En vertu des dispositions des articles L.1234-1 et L.1234-5 du code du travail, M.[B] peut en outre prétendre à une indemnité de préavis qui est de deux mois pour un salarié présentant au moins deux ans d’ancienneté et qui sera fixée à la somme de 3 465,88 euros bruts (1 732,94 x 2), outre 346,58 euros bruts au titre de l’indemnité afférente de congés payés. La décision entreprise sera confirmée de ce chef.

En revanche, M. [B] sera débouté de sa demande de dommages et intérêts pour licenciement sans cause réelle et sérieuse.

Le licenciement peut causer au salarié un préjudice distinct de celui lié à la perte de son emploi, en raison des circonstances brutales ou vexatoires qui l’ont accompagné, permettant au salarié de demander réparation de son préjudice moral.

En cause d’appel, M.[B] sollicite à hauteur de 4 664,70 euros l’indemnisation d’un préjudice moral, distinct et cumulable à la perte de son emploi, résultant de son placement en garde-à-vue et de la mise en ‘uvre d’une procédure disciplinaire injustifiée qui a porté atteinte à sa probité alors qu’il n’a pas été poursuivi et qu’il incombait à l’employeur de doter le personnel d’outils propres à détecter les faux-billets.

L’employeur qui avait constaté dans ses caisses la présence de plusieurs faux-billets de 100 euros, était légitime à déposer plainte pour permettre des investigations efficientes sur les auteurs de la mise en circulation et de l’encaissement de ces moyens de paiement.
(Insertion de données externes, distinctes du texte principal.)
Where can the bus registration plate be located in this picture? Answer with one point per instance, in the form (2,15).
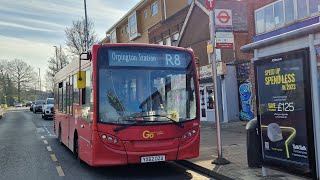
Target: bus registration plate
(147,159)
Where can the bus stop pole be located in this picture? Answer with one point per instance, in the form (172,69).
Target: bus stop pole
(217,94)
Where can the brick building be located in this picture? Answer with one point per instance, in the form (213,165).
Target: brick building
(239,80)
(167,32)
(134,26)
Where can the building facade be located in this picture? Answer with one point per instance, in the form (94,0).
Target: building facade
(287,41)
(238,95)
(134,26)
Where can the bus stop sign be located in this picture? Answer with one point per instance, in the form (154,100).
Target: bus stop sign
(211,4)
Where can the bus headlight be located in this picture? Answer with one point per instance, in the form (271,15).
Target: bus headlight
(111,141)
(188,136)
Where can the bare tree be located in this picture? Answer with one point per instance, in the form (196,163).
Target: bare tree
(56,63)
(21,74)
(76,39)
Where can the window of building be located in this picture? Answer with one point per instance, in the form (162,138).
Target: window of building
(260,25)
(154,8)
(168,41)
(283,13)
(278,14)
(269,20)
(113,36)
(302,8)
(289,10)
(145,13)
(133,29)
(314,6)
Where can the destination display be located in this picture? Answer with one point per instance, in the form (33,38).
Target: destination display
(148,58)
(283,111)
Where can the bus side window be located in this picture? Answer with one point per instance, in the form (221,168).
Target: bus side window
(65,103)
(83,95)
(71,96)
(60,92)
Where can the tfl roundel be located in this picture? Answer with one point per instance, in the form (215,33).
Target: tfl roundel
(211,4)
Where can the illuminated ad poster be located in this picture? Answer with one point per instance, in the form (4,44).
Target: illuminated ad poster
(284,112)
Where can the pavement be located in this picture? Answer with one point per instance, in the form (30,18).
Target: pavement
(233,137)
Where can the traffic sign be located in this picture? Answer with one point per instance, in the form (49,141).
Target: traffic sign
(223,17)
(211,4)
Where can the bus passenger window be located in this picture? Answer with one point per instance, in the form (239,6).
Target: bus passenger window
(60,99)
(85,94)
(76,95)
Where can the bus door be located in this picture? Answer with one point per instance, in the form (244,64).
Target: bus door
(69,116)
(85,127)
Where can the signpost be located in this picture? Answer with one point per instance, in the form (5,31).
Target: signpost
(217,85)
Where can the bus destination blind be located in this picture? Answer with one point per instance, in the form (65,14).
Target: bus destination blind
(154,58)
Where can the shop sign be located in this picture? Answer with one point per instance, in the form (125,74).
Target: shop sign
(206,71)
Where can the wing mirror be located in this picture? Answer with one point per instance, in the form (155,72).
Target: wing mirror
(85,56)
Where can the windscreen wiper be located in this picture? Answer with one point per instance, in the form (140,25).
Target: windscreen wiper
(175,122)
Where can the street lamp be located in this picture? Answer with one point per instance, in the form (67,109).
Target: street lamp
(86,28)
(56,56)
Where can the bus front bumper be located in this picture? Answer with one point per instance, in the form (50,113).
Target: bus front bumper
(104,155)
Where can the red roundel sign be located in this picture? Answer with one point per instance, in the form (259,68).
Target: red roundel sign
(211,4)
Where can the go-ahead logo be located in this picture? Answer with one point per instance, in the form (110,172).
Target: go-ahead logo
(149,135)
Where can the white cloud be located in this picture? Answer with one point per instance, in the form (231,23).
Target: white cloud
(34,53)
(43,16)
(20,26)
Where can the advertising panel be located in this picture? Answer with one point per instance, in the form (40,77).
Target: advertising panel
(285,111)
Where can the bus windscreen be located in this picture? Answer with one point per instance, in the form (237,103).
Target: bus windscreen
(150,92)
(133,57)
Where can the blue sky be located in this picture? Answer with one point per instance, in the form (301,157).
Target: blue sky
(30,28)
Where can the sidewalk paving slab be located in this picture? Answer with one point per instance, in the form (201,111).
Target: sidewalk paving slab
(233,137)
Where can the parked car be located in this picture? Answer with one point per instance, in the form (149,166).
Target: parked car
(47,108)
(18,105)
(37,107)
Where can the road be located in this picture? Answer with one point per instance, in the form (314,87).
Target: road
(29,150)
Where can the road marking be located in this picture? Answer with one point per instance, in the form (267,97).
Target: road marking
(49,148)
(60,171)
(54,158)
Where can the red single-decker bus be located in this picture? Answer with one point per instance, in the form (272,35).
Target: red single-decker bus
(129,103)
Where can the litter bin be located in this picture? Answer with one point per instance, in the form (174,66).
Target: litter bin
(254,154)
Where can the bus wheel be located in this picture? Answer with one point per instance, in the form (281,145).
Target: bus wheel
(59,136)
Le salarié qui ne justifie pas d’un préjudice, distinct de la perte d’emploi, en lien avec une attitude fautive de l’employeur, sera donc débouté de ce poste de demande par ajout au jugement.
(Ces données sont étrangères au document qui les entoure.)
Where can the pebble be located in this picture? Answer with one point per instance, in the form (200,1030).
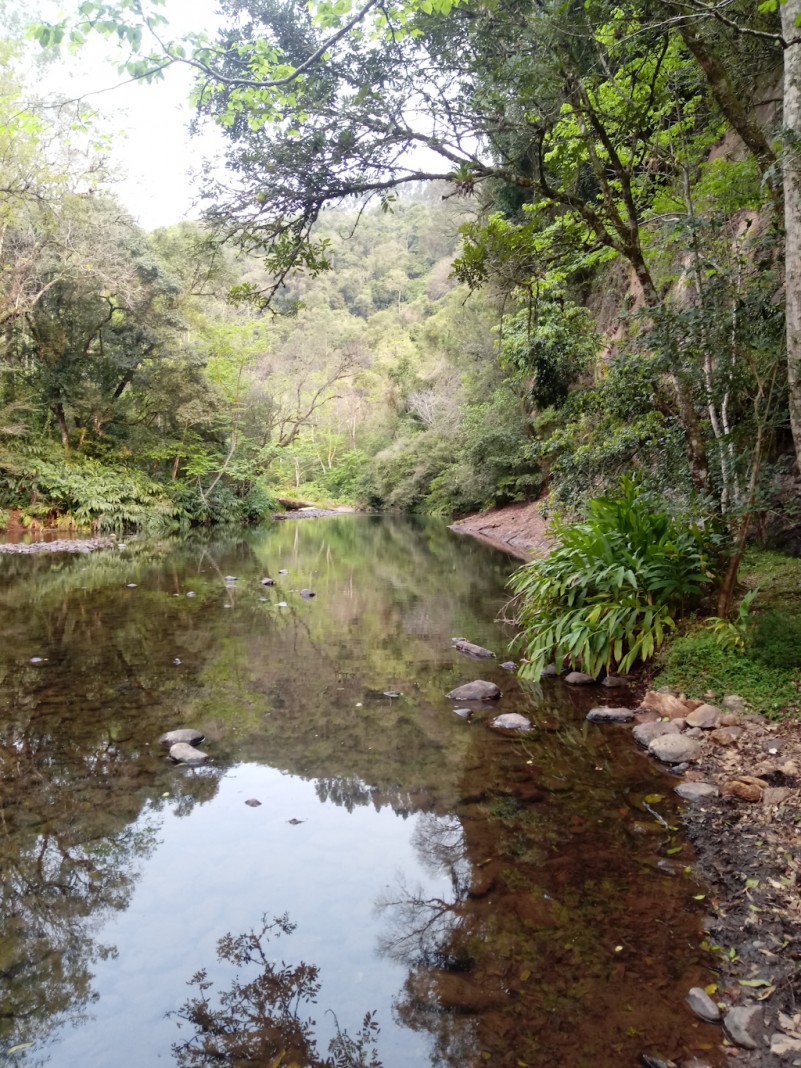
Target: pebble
(605,715)
(184,753)
(187,735)
(703,1005)
(512,721)
(645,733)
(705,717)
(743,1024)
(579,678)
(696,791)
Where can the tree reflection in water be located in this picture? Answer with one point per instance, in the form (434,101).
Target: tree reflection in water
(257,1021)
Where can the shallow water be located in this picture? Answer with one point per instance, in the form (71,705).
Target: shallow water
(495,899)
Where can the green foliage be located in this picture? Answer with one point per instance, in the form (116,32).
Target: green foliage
(89,492)
(612,590)
(696,663)
(550,345)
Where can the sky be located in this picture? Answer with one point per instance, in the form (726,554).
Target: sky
(152,150)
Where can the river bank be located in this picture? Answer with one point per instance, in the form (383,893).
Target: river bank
(743,821)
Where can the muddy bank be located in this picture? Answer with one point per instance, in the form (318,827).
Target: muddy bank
(60,545)
(518,529)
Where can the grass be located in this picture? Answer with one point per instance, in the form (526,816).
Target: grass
(767,671)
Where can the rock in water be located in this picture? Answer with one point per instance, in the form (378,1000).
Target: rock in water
(469,649)
(675,749)
(605,715)
(645,733)
(579,678)
(512,721)
(696,791)
(480,690)
(703,1005)
(187,735)
(744,1024)
(183,753)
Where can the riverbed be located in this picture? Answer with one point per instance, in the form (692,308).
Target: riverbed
(493,897)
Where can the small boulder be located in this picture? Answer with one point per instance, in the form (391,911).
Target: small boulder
(705,717)
(603,715)
(512,721)
(703,1005)
(470,649)
(186,735)
(744,1025)
(645,733)
(184,753)
(480,690)
(675,749)
(696,791)
(579,678)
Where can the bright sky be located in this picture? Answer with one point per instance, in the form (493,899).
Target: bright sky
(152,150)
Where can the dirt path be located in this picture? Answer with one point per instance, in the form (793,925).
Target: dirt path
(518,529)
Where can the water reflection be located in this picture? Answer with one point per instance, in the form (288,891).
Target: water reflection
(525,862)
(257,1020)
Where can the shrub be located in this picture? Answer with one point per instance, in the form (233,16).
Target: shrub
(611,591)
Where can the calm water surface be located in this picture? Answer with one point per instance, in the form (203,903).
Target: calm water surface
(496,900)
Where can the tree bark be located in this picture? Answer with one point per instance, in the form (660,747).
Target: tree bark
(791,176)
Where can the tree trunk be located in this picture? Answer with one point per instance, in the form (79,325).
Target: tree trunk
(58,409)
(737,112)
(791,175)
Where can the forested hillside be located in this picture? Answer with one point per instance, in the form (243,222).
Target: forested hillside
(464,254)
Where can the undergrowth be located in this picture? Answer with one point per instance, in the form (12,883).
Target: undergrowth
(766,671)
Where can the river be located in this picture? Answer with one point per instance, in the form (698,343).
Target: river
(493,898)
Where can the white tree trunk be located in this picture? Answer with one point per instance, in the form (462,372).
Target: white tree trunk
(791,174)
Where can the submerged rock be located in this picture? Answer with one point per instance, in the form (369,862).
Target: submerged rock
(605,715)
(579,678)
(645,733)
(696,791)
(480,690)
(703,1005)
(675,749)
(614,681)
(705,717)
(512,721)
(183,753)
(744,1025)
(470,649)
(187,735)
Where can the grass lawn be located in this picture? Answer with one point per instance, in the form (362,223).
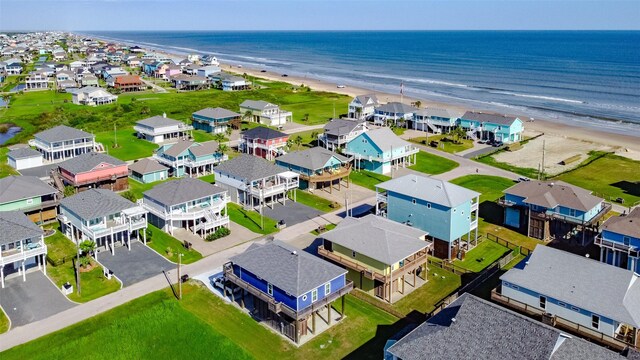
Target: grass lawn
(251,219)
(314,201)
(428,295)
(433,164)
(482,256)
(367,179)
(203,326)
(160,241)
(444,143)
(610,177)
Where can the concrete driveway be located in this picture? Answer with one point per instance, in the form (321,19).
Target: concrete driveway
(32,300)
(293,213)
(136,265)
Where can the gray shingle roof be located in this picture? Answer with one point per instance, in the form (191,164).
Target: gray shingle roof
(13,188)
(550,194)
(88,161)
(483,330)
(248,168)
(314,158)
(588,284)
(378,238)
(429,189)
(62,133)
(16,226)
(181,191)
(95,203)
(286,267)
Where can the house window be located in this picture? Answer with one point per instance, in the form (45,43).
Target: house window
(543,302)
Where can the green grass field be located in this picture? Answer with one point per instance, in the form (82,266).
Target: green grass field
(160,241)
(432,164)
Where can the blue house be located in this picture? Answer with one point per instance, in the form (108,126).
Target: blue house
(594,299)
(289,287)
(619,241)
(487,126)
(553,210)
(214,120)
(447,212)
(379,150)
Sur la remise des documents sociaux

Il y a lieu d’ordonner à l’employeur de délivrer à M.[B] les documents sociaux rectifiés conformément aux termes du présent arrêt.
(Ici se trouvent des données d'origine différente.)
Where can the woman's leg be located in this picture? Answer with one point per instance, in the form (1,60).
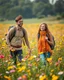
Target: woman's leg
(48,54)
(13,54)
(43,58)
(19,52)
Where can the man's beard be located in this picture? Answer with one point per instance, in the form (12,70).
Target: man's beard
(19,25)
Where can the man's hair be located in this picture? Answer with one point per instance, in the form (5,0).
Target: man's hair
(18,18)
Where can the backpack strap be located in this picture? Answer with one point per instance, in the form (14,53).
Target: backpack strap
(23,32)
(12,34)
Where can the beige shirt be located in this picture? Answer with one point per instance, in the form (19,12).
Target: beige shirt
(18,38)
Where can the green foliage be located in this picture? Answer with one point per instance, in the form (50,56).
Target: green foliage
(10,9)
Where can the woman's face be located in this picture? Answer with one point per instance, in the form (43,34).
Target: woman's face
(43,27)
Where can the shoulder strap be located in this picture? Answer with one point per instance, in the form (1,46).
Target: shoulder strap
(11,35)
(23,32)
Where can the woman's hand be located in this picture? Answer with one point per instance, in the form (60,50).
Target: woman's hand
(46,38)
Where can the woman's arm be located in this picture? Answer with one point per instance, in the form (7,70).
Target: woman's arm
(50,40)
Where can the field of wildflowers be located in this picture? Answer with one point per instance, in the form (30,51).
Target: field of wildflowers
(32,68)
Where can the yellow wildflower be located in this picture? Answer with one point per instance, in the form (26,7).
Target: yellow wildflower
(54,77)
(43,77)
(7,77)
(21,68)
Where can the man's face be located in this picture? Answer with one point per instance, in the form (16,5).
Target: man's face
(20,23)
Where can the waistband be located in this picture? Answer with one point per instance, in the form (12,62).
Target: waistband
(16,46)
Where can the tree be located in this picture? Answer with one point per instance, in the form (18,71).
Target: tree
(59,6)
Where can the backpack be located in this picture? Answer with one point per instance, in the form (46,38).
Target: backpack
(14,32)
(51,46)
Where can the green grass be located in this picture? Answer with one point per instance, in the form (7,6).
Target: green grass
(35,20)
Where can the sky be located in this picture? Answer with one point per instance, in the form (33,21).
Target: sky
(50,1)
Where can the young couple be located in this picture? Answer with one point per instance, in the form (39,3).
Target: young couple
(15,44)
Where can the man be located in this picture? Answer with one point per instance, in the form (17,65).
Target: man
(15,43)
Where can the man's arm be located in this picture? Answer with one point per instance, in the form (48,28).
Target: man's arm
(8,35)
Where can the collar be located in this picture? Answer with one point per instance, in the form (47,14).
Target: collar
(18,28)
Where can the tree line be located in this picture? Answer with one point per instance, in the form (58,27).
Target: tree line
(9,9)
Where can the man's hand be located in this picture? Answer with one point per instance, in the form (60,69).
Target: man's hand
(11,48)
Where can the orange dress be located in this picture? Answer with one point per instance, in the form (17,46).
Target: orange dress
(43,45)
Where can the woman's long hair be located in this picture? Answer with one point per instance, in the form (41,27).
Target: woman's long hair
(46,29)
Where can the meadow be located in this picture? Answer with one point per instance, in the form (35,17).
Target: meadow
(32,68)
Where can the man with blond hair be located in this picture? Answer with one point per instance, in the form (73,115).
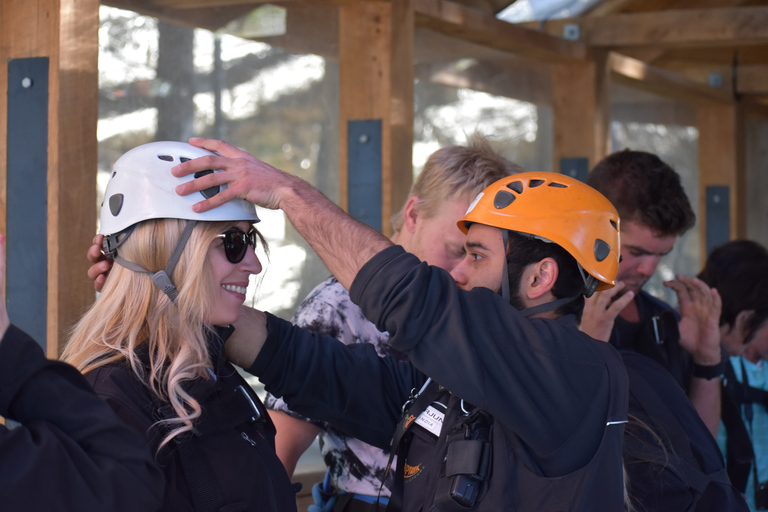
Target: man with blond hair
(426,227)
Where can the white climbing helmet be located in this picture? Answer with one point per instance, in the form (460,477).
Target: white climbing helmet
(142,187)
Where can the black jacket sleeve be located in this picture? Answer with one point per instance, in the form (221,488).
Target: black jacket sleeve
(71,451)
(349,386)
(542,379)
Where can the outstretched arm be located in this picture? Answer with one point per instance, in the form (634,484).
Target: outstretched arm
(70,441)
(343,243)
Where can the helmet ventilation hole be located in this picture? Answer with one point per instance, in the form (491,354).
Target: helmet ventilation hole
(517,186)
(503,199)
(602,249)
(115,204)
(210,191)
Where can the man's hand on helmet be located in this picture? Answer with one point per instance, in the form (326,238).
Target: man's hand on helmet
(246,177)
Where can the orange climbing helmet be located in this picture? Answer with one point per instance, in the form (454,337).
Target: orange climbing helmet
(555,208)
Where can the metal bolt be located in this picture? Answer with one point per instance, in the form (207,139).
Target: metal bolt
(571,32)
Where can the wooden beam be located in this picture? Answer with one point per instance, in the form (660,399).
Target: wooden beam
(635,73)
(580,94)
(721,163)
(510,78)
(198,4)
(376,82)
(477,27)
(66,32)
(752,79)
(683,28)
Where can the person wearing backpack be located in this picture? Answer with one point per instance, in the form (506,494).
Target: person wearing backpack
(522,411)
(737,269)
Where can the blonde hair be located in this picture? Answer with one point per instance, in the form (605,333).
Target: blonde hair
(456,173)
(131,312)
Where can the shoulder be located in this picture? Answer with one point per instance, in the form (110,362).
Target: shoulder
(128,396)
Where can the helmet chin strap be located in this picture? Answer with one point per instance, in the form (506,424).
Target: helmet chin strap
(162,278)
(527,312)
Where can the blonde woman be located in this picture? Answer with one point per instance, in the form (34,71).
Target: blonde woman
(153,343)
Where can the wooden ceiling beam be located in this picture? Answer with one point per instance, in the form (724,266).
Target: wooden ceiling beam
(200,4)
(480,28)
(752,79)
(683,28)
(635,73)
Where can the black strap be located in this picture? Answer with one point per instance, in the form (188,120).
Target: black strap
(740,454)
(232,406)
(401,443)
(692,474)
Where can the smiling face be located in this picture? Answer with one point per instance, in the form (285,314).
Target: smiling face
(641,252)
(230,280)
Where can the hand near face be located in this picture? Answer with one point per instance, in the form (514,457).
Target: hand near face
(4,321)
(700,308)
(246,177)
(601,310)
(100,264)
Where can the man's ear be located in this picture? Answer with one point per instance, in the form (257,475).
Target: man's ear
(541,278)
(411,214)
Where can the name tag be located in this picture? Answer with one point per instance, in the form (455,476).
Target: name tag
(431,420)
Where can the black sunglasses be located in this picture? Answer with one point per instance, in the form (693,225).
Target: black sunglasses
(236,242)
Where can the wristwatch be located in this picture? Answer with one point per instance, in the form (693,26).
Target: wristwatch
(709,372)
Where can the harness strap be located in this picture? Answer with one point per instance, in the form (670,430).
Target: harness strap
(401,443)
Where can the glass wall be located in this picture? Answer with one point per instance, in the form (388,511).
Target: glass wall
(162,81)
(643,122)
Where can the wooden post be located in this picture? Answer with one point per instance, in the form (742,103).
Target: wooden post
(376,82)
(580,110)
(65,32)
(722,163)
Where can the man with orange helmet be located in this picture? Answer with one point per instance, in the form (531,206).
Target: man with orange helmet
(505,407)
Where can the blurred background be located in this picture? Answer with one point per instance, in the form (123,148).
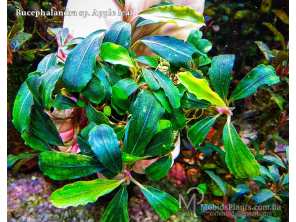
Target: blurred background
(256,31)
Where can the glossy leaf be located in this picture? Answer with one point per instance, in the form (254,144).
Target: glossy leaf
(94,91)
(19,40)
(151,61)
(176,51)
(96,116)
(189,101)
(81,61)
(63,102)
(12,159)
(117,209)
(22,108)
(181,15)
(104,144)
(33,82)
(202,45)
(170,90)
(47,62)
(34,142)
(163,100)
(130,159)
(82,192)
(66,166)
(239,159)
(163,203)
(199,131)
(220,74)
(263,195)
(150,79)
(200,88)
(161,143)
(159,169)
(142,126)
(48,82)
(43,127)
(257,77)
(274,159)
(116,54)
(120,94)
(119,33)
Sur les demandes accessoires

L’employeur qui perd au principal assumera les entiers dépens de première instance et d’appel. Il sera condamné à verser à M.[B] la somme de 500 euros par application de l’article 700 du code de procédure civile au titre de l’appel et conservera la charge des frais irrépétibles exposés en première instance par confirmation de la décision du conseil.

PAR CES MOTIFS,

La cour,

Confirme la décision du conseil des prud’hommes de Toulouse du 11 avril 2023 sauf en ce qu’il a dit sans cause réelle et sérieuse le licenciement de M.[S] [B] et lui a accordé des dommages-intérêts à ce titre,

Statuant des chefs infirmés et à nouveau,

Dit que le licenciement de M.[S] [B] repose sur une cause réelle et sérieuse,

Déboute M. [B] de sa demande de dommages et intérêts pour licenciement sans cause réelle et sérieuse,

Y ajoutant,

Déboute M.[B] de sa demande au titre de l’indemnité pour licenciement vexatoire,

Ordonne la remise par la société Milca à M.[S] [B] des documents sociaux conformément aux termes du présent arrêt,

Condamne la société Milca à payer à M.[S] [B] la somme de 500 euros par application des dispositions de l’article 700 du code de procédure civile au titre de la procédure d’appel,

La condamne aux dépens d’appel.

Le présent arrêt a été signé par C. BRISSET, présidente, et par C.DELVER, greffière.